Save Open Space Denver is a community organization that wants the land to be turned into a city park. The group submitted its required petition signatures Wednesday to get its initiative on the November 2021 ballot.

The group believes that, under the golf course’s conservation easement, the land must be used for any open space, like a park. However, Westside and city officials say the conservation easement only allows the land to be used as a golf course. Because of this, the conservation easement would have to be lifted before Westside could achieve its desired mixed-use development of the land.

Westside argues that lifting the conservation easement would also be required even if they were to turn the land into a city park, and that its counteractive ballot initiative would allow the developers to argue their case in front of the City Council instead of the general public.

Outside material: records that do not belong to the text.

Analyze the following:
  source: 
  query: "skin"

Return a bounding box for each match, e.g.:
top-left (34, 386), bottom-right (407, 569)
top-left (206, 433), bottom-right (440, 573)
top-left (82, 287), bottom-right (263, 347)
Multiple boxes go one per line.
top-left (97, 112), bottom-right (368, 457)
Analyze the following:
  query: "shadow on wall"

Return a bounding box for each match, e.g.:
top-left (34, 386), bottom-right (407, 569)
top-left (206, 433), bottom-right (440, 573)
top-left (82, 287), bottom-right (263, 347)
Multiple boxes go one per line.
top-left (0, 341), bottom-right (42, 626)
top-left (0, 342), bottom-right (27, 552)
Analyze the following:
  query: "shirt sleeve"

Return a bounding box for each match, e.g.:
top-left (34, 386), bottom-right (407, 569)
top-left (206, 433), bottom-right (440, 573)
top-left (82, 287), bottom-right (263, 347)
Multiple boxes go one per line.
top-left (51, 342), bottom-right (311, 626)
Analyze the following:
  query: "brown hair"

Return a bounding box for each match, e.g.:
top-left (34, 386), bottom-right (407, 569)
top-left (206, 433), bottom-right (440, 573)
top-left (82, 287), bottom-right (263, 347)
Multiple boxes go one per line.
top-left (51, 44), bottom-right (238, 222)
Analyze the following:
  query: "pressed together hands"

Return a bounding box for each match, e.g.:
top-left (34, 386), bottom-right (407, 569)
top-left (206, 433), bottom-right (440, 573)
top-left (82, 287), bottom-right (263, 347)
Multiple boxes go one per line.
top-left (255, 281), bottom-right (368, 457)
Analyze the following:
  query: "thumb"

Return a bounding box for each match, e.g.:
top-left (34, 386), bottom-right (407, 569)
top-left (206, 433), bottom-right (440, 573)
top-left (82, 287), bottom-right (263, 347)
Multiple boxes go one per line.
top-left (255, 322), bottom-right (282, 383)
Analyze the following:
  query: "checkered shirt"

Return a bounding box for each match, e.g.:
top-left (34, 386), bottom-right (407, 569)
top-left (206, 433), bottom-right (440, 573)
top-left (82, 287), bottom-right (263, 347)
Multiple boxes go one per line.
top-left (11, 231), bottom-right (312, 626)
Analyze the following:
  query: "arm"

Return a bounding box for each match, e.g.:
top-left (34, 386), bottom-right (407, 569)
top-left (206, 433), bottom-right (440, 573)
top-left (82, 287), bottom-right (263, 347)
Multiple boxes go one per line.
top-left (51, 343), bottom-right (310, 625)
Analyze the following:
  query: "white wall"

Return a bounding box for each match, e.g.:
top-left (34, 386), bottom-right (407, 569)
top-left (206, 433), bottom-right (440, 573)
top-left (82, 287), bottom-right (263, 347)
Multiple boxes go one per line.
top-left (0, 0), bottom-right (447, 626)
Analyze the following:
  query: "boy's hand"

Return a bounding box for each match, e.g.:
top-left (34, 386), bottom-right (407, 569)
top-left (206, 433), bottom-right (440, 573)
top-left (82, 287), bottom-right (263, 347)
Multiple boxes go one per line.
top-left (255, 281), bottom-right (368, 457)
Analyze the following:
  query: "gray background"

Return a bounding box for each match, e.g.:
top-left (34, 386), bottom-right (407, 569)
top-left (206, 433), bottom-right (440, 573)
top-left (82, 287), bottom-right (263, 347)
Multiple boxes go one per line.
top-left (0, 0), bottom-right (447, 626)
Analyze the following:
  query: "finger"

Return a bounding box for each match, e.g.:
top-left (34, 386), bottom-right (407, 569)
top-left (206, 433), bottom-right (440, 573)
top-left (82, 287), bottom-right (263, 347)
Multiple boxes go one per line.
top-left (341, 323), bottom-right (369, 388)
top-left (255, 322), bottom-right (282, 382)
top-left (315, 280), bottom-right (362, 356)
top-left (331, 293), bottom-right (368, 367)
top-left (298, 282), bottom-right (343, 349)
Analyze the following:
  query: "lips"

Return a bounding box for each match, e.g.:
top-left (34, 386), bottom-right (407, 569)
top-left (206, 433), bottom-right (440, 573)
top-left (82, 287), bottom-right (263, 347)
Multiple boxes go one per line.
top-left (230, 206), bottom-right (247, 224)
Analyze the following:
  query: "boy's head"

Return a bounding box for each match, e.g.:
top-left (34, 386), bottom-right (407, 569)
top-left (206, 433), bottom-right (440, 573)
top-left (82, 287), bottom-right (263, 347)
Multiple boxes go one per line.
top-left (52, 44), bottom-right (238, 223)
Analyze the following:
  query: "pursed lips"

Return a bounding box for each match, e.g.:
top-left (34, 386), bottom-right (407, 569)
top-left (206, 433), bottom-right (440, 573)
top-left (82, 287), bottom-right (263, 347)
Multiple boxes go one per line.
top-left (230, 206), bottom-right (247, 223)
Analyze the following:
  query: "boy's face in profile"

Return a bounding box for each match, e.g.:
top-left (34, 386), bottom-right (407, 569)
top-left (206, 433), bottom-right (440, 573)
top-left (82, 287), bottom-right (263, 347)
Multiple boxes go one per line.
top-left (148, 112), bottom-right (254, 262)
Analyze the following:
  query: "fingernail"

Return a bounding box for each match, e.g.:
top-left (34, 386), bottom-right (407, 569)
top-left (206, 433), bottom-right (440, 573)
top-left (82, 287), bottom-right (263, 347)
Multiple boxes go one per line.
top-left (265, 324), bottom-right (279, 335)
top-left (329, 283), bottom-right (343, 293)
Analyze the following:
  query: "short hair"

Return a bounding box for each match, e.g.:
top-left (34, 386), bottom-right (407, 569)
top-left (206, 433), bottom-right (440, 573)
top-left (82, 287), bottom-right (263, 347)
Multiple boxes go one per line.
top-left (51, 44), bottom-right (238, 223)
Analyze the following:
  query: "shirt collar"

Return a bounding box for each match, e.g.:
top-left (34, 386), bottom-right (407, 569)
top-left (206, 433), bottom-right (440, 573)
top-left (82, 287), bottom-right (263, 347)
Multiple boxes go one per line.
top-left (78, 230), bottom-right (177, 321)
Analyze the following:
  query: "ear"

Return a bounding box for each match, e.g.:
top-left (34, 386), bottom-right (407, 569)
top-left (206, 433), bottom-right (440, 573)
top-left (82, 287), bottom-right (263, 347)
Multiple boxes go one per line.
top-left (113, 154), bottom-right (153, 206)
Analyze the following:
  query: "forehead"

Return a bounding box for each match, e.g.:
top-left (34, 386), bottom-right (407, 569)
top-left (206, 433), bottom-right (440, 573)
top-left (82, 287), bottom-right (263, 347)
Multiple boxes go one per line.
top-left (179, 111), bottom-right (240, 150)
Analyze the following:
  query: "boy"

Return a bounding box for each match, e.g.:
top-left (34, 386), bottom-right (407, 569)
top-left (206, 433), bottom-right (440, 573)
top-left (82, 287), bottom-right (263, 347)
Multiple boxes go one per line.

Westside’s ballot initiative uses the same wording as Save Open Space Denver’s initiative, which will likely make it difficult for voters to tell the measures apart if they both make it to the ballot.

“(It) is the same language as Save Outdoor Space’s ballot proposal … Strategy appears to be to sow confusion among the voters,” said Lisa Calderon, chief of staff for Councilwoman Candi CdeBaca, in a release about the ballot initiative.

Westside’s legal counsel Thomas Rogers addressed the similarity during a meeting on Friday, saying the two initiatives are “identical” besides one addition: “Theirs would apply to, we believe, exactly one property – the Park Hill Golf Course – while ours would apply to no properties at all.”

Rogers argued that Save Open Space Denver’s initiative would take away from the community’s voice in how the land is used by opening the decision to the entire city and drowning out the input of the residents who live in the neighborhoods surrounding the Park Hill Golf Course.

Westside’s initiative still needs to be approved by a city attorney and the Denver Elections Division before the developer can begin to gather signatures to put it on the November 2021 ballot by the July 2 deadline.

The now-closed Park Hill Golf Course.